Telegram Trigger: 'The resource you are requesting could not be found' error

Questions
1

Hi everyone,

Searched everywhere for this error, but wasn’t able to find anything.

I am running n8n on a dedicated server without docker with SSL Certificates provided by Sectigo. If I create a Telegram trigger, fill in my credentials (i.e. bot token I got from Telegram’s BotFather) and update type (any) then press ‘Execute’, I am getting the following error:

There was a problem running the workflow:
The resource you are requesting could not be found
Telegram Trigger: Not Found

The WebHook URLs are HTTPS and responsive.

Any ideas on how to debug what’s going on?

2

update:

If I revoke and then create a bot token, the trigger is executed, but no data is passing through, i.e. I message my bot, but the trigger doesn’t catch anything.

3

Welcome to the community @Dima_Neiaglov

If you add a webhook node, execute the workflow, and hit it with an HTTP client, does it work?

4

@RicardoE105, many thanks for the welcome and for the response! I am, indeed, happy to become a part of this community and hope to contribute something to n8n is due time :slight_smile:

Yes, if I add a webhook node and execute the workflow, I can shoot a JSON at it with no trouble at all. So, my current situation is,

  1. I have a workflow with two nodes: webhook and telegram trigger
  2. If I execute the webhook workflow, it receives whatever data I send
  3. If I execute the Telegram trigger, it is being executed, but doesn’t show any messages I send to the respective bot.
5

It seems that the route of my problem is SSL, again. The way my SSL is set up, I have a root certificate, an intermediate certificate and my domain certificate (all come from Sectigo) in a single file that is reffered to by N8N_SSL_CERT. It seems, however, that only domain certificate is being sent: SSL Server Test: auto.extra-axis.com (Powered by Qualys SSL Labs)
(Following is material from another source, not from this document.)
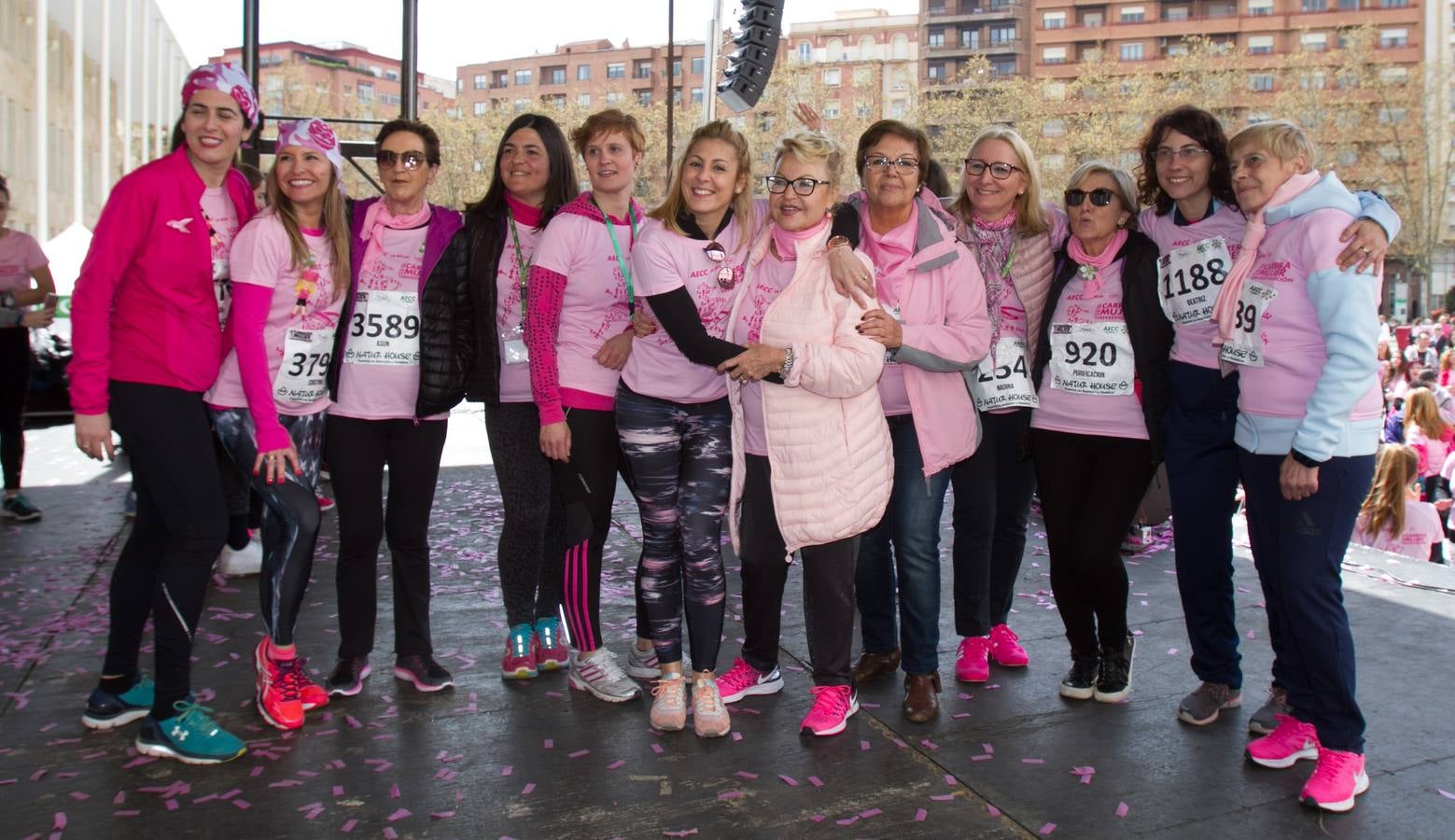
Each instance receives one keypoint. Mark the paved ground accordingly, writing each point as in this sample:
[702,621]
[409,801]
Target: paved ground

I wonder how should I treat root / intermediate certificates in this installation without Docker?

6

(I also see something like this here Telegram trigger doesn't work - #8 by mkz, but the person was running nginx in front of n8n and so was able to resolve on the nginx level)

7

Sorry for the late response. Somehow I missed the message. Sadly do not have experience with another server set up other than the one officially supported.
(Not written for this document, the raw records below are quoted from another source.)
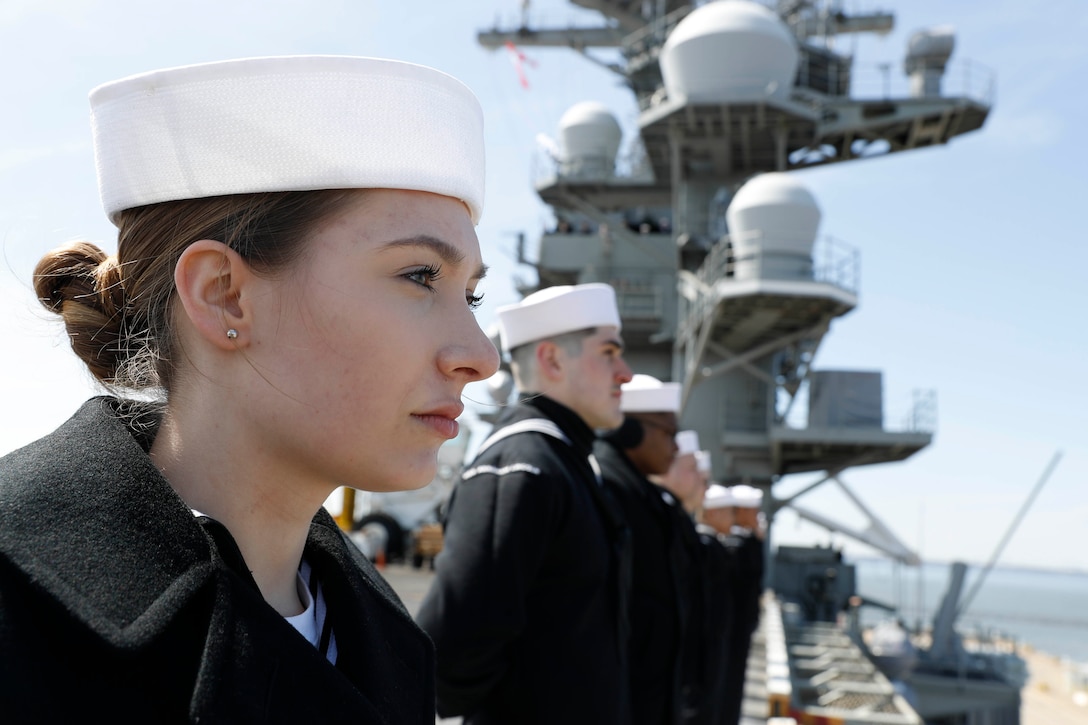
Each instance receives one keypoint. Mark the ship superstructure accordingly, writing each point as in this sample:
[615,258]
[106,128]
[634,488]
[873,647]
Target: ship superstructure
[713,245]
If you find the solution would be awesome if you share it here with the community.

8

So now that I knew that there is official solution, I came up with the following unofficial solution :slight_smile:

For everyone who might be reading this: it only makes sense if you’re running n8n WITHOUT docker, i.e. installed it on a dedicated server.

The problem is, Telegram is very strict when it comes to security, so even if one has an SSL certificate installed, Telegram requires the whole certificate chain to be valid. This results in a situation when some services (and browsers) work with n8n no problem (trust it enough), while Telegram doesn’t.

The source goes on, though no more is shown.